オリジナル・アルバムとしては11年振りとなる、ランディ・ニューマンの最新作。いつものあの塩辛い声にノスタルジックな曲調(歌詞の方は皮肉たっぷり)も相変わらず。が、プロデュースをラテン・プレイボーイズなどで知られるミッチェル・フルーム&チャド・ブレイクが手掛けており、音の感触が今までのアルバムとは微妙に違っている。とは言え、基本的にはロン・セクスミスのアルバムと方向を同じくするオーソドックスな仕上がりで、トンガッた実験性は押さえられている。

1曲目、アメリカ讃歌、に見せといて違うんだろうな。
2曲目は "Lonely At The Top"(「Sail Away」収録)に少し似てる。「シャラップ!...ごめん」には吹き出してしまった。(^o^)
3曲目、すごいタイトルだ (^^;)。ザラッとしたギターがラテン・プレイボーイズみたいでかっこいい。コーラスが笑える。
4曲目は一転してしっとりと泣きのバラード。
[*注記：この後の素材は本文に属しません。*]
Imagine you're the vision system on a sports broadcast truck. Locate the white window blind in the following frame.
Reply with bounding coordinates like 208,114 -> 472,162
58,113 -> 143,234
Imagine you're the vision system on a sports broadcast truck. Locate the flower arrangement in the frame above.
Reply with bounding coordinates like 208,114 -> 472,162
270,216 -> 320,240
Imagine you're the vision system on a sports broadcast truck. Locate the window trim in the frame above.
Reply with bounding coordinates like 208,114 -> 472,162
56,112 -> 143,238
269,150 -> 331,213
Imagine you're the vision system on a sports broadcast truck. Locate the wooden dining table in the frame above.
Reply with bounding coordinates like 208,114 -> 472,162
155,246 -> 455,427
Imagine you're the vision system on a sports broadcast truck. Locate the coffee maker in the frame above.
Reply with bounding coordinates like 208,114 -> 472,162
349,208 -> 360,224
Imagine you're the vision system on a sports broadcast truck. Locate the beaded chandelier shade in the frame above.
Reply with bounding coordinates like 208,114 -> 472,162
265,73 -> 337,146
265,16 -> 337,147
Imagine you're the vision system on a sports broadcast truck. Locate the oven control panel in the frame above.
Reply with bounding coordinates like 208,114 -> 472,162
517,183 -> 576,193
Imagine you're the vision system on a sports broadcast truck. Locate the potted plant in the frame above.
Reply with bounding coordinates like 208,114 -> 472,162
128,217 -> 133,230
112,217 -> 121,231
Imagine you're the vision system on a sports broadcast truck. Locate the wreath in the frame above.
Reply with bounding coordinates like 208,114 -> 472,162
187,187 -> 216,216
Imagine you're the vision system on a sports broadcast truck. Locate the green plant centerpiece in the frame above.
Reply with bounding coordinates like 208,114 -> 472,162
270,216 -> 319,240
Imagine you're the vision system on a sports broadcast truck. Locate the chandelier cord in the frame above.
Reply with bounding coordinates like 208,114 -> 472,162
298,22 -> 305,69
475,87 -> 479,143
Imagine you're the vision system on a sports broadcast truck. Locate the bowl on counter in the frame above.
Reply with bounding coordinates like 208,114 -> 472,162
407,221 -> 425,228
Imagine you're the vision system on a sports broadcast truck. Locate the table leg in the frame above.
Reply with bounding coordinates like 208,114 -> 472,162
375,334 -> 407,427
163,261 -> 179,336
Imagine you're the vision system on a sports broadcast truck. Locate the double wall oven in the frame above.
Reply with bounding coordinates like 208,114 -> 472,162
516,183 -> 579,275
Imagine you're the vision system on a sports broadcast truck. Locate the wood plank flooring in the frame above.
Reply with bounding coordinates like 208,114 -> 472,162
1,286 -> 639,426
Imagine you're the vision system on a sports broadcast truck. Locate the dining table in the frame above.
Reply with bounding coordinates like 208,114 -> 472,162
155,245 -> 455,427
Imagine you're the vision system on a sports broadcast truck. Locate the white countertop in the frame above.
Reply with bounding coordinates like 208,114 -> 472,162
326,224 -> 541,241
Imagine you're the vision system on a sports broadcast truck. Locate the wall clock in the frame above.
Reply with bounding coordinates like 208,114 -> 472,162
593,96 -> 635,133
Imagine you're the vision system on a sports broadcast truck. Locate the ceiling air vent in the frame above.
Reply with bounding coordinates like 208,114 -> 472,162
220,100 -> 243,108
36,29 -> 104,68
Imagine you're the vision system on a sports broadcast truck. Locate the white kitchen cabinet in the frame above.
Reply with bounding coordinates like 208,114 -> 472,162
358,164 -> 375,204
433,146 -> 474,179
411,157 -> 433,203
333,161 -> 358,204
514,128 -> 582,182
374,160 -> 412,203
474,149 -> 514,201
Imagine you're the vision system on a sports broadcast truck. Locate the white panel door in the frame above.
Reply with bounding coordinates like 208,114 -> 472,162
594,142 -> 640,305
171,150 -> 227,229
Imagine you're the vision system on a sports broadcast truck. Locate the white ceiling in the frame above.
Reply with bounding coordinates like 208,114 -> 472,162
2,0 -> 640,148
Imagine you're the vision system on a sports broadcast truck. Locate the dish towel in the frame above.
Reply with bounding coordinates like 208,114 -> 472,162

マイケル・ジャクソンのために書いたが、結局ボツになった、という意外な事実。
以下略。

余談その1:Vine Street

ランディ・ニューマンがヴァン・ダイク・パークスに書き下ろした "Vine Street" は、知る限り4種類のヴァージョンがあるが、イントロ部分の歌(ヴァース?)が全部違う。
Randy Newman Guilty
  • Van Dyke Parks「Song Cycle収録(オリジナル)
     Steve Young (?) が歌うカントリー・ソング。
  • Harpers Bizarre「Secret Life of収録
     ハーパースの前身バンド The Tikis の曲だという "Bye, Bye, Bye"
  • Nilsson「Nilsson Sings Newman収録
     ビートルズ風コーラスの入ったロックンロール "Anita"
  • Randy Newman「Guilty: 30 Years Of Randy Newman(4枚組ボックス=右写真)収録の未発表デモ
     ヴァースは付いてないが、前の曲 "Golden Gridiron Boy"(激レアなデビュー・シングル)がそれに相当するように構成されている。
ヴァースが終わって登場する本編の歌詞が
「今のは僕たちが作ったテープ、哀しいかな成功しなかったけど・・・」
で始まるから、こういう造りになってるのだろう。しゃれてるね。

余談その2:Film Score

ランディはオーケストレーションも素晴らしい。ボックス4枚目の映画音楽特集でまとめて堪能できる。インストだと(あの声がないおかげで?)メロディのはかない美しさが際立つようだ。「ラグタイム」「ナチュラル」「わが心のボルチモア」「マーヴェリック」等で古き良きアメリカの香りに浸る。「バックマン家の人々」(何度見ても泣ける大好きな映画)や「トイ・ストーリー」のテーマ曲などランディのヴォーカル入もある。おバカ映画「サボテン・ブラザース」のランディ本人のデモ(傑作!)はボックス3枚目に収録。"Clef Club No.2 (from Ragtime)" には驚いた。「アメリカ横断ウルトラクイズ」でお馴染みのあの曲じゃないか。(^^)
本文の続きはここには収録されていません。